Peacebuilding Interventions Programme – April New 2020

By Published On: 3rd April 2020

Trust – Zimbabwe’s elusive currency

IJR’s Dr Webster Zambara in Zimbabwe

A recent working visit to Zimbabwe by IJR’s Dr Webster Zambara brought him to the stark reality on the prevailing situation on the ground – a deepening trust deficit. In a country that is facing its worst economic crisis in a decade, and where most of the basic commodities are either in short supply or beyond the reach of the majority as prices skyrocket on a daily basis, people are in fear of the known: an economic implosion akin to the one experienced in 2008 that had serious political and social ramifications. As a result, people now live in heightened anxiety as their livelihoods are threatened by a combination of natural and man-made calamities. Many are losing trust in the leadership, institutions and systems that make society functional. No one has trust in the recently reintroduced Zimbabwean currency in a hyper-inflationary environment, including the very government that introduced it!

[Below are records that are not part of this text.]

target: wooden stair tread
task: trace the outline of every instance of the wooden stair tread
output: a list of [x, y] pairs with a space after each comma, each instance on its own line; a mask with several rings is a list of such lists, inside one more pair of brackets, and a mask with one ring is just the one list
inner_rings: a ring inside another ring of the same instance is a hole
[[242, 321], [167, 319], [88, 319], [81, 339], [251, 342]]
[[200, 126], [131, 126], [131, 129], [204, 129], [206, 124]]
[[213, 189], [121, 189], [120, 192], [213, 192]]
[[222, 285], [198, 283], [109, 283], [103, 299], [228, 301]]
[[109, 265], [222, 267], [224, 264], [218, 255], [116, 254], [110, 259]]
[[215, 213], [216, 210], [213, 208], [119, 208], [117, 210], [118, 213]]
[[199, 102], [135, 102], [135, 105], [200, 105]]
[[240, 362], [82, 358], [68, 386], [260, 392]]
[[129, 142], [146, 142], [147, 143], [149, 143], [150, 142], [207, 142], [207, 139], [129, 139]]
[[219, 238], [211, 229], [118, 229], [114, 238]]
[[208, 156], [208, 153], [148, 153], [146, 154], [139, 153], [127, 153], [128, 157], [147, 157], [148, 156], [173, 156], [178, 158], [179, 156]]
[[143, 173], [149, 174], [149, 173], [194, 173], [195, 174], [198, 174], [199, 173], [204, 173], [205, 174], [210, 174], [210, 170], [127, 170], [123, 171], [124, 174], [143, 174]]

However, all is not lost. On the 5th and 6th of March, Zambara attended the National Peace and Reconciliation Commission’s (NPRC’s) capacity building workshop for the Mashonaland Central Provincial Peace Committee where IJR provided accompaniment and technical support. Since 2016, the Institute, through a framework created by the UNDP Zimbabwe, has worked to build the capacity of the NPRC to fulfil its constitutional mandate, and the creation and capacitation of Provincial Committees is one of the outcomes of the process. The Commission will soon establish Peace Committees in all Districts across Zimbabwe as it builds a national architecture to facilitate and spearhead peace and reconciliation processes, and the IJR will continue to provide expertise.

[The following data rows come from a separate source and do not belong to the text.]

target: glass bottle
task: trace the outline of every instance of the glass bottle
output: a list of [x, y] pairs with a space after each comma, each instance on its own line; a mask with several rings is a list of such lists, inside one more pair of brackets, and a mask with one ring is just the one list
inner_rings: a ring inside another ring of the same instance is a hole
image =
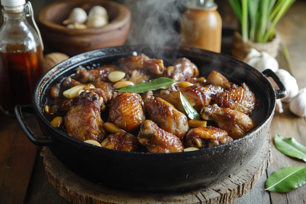
[[[13, 115], [15, 106], [32, 102], [42, 75], [43, 45], [31, 3], [1, 0], [4, 23], [0, 29], [0, 108]], [[36, 30], [29, 24], [32, 17]]]
[[181, 19], [182, 45], [221, 51], [222, 21], [213, 0], [189, 0]]

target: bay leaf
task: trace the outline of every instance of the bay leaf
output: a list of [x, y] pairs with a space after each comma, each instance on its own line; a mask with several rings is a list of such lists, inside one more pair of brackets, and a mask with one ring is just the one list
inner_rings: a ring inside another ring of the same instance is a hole
[[186, 113], [189, 118], [191, 120], [200, 120], [200, 115], [196, 110], [189, 103], [189, 102], [184, 96], [182, 93], [180, 92], [180, 98], [184, 109], [186, 111]]
[[282, 153], [306, 162], [306, 147], [298, 143], [294, 138], [285, 138], [276, 135], [274, 143], [276, 148]]
[[283, 193], [306, 183], [306, 166], [285, 166], [273, 172], [266, 181], [265, 190]]
[[161, 77], [148, 82], [142, 82], [136, 85], [128, 86], [118, 90], [120, 92], [129, 91], [136, 94], [144, 93], [148, 90], [154, 91], [160, 89], [166, 89], [176, 82], [173, 79]]

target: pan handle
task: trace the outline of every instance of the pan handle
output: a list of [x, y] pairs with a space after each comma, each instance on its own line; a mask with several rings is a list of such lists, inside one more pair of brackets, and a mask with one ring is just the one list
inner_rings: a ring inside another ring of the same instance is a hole
[[32, 143], [37, 146], [49, 146], [53, 141], [48, 136], [38, 137], [32, 132], [26, 124], [22, 115], [22, 111], [29, 113], [34, 114], [33, 107], [32, 104], [21, 106], [18, 105], [15, 107], [15, 115], [22, 130]]
[[287, 89], [286, 89], [286, 87], [284, 85], [282, 80], [273, 71], [270, 69], [267, 69], [264, 70], [262, 73], [267, 77], [270, 76], [272, 77], [279, 87], [279, 90], [275, 90], [277, 99], [282, 98], [287, 95]]

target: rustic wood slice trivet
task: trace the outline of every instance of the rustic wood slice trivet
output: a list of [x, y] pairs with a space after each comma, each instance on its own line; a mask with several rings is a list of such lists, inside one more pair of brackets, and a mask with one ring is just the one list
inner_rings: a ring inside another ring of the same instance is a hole
[[272, 161], [271, 135], [254, 158], [238, 172], [209, 186], [193, 191], [162, 194], [132, 192], [102, 186], [82, 179], [65, 167], [44, 147], [41, 153], [49, 182], [60, 194], [75, 204], [88, 203], [232, 203], [246, 194]]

Besides holding several meetings with key civil society partners and academia, Zambara also held a high profile meeting with H.E. Barbara van Hellemond, the Netherlands Ambassador to Zimbabwe, Zambia and Malawi to share IJR’s perspectives on political and social developments in Southern Africa.

The recent visit invoked Professor Johan Galtung’s wise words: “In a democracy, people tend to believe what their leaders say, even if it may be wrong, while in a dictatorship, people tend to doubt what their leaders say even if it may actually be correct”. The trust deficit witnessed in Zimbabwe is so deep that, even when authorities assured the nation that the COVID-19 virus had not been confirmed anywhere in the country, many people doubted this. It is as if they wished that the dreaded pandemic had arrived in the face of a dilapidated and largely dysfunctional health delivery system, among a plethora of other vulnerabilities.